I’ll be posting the next Sleeper Ave. story tomorrow. I was planning on running with a different tale, but the recent news about the current measles outbreak, the result of people refusing to let their kids be vaccinated, led me to substitute what I was going to post with tomorrow’s story about the polio epidemic.
Most of the opposition to vaccination today stems from a thoroughly debunked 1998 study implicating vaccines in autism. It turns out that the study relied on deliberately falsified data, and was hastily withdrawn by the discredited author. That didn’t prevent the urban myth that vaccinating kids is dangerous, that there is a dark cabal of doctors and drug companies imperiling your children’s health for nefarious reasons, from taking hold. There isn’t a credible medical professional in the land who advises against vaccinating children for dangerous childhood diseases like measles and whooping cough.
The reason for vaccinating as many people as possible is something called herd immunity. No vaccine is 100% effective, and the more people in a given population who are protected, the more all of us are, for obvious reasons. The fewer people who get sick, the less likelihood there is that the disease will spread. When the number of people who are vaccinated falls below a critical threshold, a disease like measles can take hold. We see this often in communities like Boulder, Colorado, where the anti-vaccine movement has taken hold, and where every year preventable illnesses needlessly sicken scores of children.
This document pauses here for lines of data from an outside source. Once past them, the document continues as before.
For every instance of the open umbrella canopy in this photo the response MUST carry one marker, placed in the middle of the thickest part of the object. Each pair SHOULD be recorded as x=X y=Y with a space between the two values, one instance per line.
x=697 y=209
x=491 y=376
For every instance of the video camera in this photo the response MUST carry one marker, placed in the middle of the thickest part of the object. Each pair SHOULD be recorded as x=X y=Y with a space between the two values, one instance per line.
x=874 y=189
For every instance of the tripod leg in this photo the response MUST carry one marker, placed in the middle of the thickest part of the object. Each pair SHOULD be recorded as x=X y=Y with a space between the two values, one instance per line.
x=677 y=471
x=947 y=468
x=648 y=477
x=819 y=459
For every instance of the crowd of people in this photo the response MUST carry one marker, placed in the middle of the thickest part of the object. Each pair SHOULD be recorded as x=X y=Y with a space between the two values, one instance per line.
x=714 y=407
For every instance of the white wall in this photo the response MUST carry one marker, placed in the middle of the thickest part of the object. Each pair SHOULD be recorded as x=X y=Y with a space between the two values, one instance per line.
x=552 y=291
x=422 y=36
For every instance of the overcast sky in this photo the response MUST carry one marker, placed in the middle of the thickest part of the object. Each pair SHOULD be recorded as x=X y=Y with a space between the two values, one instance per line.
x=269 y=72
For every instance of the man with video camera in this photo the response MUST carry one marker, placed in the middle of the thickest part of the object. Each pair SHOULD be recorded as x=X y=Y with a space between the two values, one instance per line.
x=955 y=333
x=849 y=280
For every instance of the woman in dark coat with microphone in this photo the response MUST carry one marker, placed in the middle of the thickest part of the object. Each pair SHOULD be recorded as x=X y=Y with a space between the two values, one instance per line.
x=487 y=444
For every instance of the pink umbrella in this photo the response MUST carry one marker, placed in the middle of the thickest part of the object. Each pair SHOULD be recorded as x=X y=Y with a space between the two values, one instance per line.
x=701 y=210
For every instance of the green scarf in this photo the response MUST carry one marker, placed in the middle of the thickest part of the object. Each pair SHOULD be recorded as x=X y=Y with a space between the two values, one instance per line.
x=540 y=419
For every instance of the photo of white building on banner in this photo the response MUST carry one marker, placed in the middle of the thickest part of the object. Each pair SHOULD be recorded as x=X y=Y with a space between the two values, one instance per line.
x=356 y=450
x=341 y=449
In the 1950s, the scourge of polio struck terror in every parent. When Dr. Jonas Salk perfected the first effective vaccine, a campaign of mass inoculation was instituted, with spectacular results. Within just a few years, as almost everyone in America received the polio vaccine (which Salk provided for free; imagine a drug company doing that today!), the number of cases plummeted, and with the oral Sabin vaccine arriving a few years later, polio, the great crippler, was essentially eradicated.
Back then the Salk vaccine was considered a miracle, and there was little backlash to the public campaign for universal inoculation. But, just as today, there were some who refused to let their kids have the shot, for reasons just as illogical, and just as irresponsible.
But I’ll leave that for tomorrow’s story.